Finally a few studies have been published in medical journals about societies growing addiction to being online. This article sums up these studies well, enjoy .
Is the Internet Making Us Crazy? What the New Research Says - Newsweek and The Daily Beast
Is the Internet Making Us Crazy? What the New Research Says - Newsweek and The Daily Beast
We may appear to be choosing to use this technology, but in fact we are being dragged to it by the potential of short-term rewards. Every ping could be social, sexual, or professional opportunity, and we get a mini-reward, a squirt of dopamine, for answering the bell. “These rewards serve as jolts of energy that recharge the compulsion engine, much like the frisson a gambler receives as a new card hits the table,” MIT media scholar Judith Donath recently toldScientific American. “Cumulatively, the effect is potent and hard to resist.”
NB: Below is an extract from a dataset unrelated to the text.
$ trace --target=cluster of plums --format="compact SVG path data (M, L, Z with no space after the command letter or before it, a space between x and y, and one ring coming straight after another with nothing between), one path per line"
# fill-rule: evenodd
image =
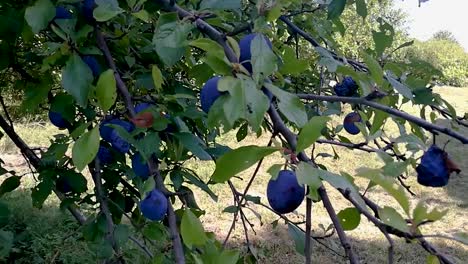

Rosen, the author of iDisorder, points to a preponderance of research showing “a link between Internet use, instant messaging, emailing, chatting, and depression among adolescents,” as well as to the “strong relationships between video gaming and depression.” But the problem seems to be quality as well as quantity: bad interpersonal experiences—so common online—can lead to these potential spirals of despair. For her book Alone Together, MIT psychologist Sherry Turkle interviewed more than 450 people, most of them in their teens and 20s, about their lives online. And while she’s the author of two prior tech-positive books, and once graced the cover of Wired magazine, she now reveals a sad, stressed-out world of people coated in Dorito dust and locked in a dystopian relationship with their machines.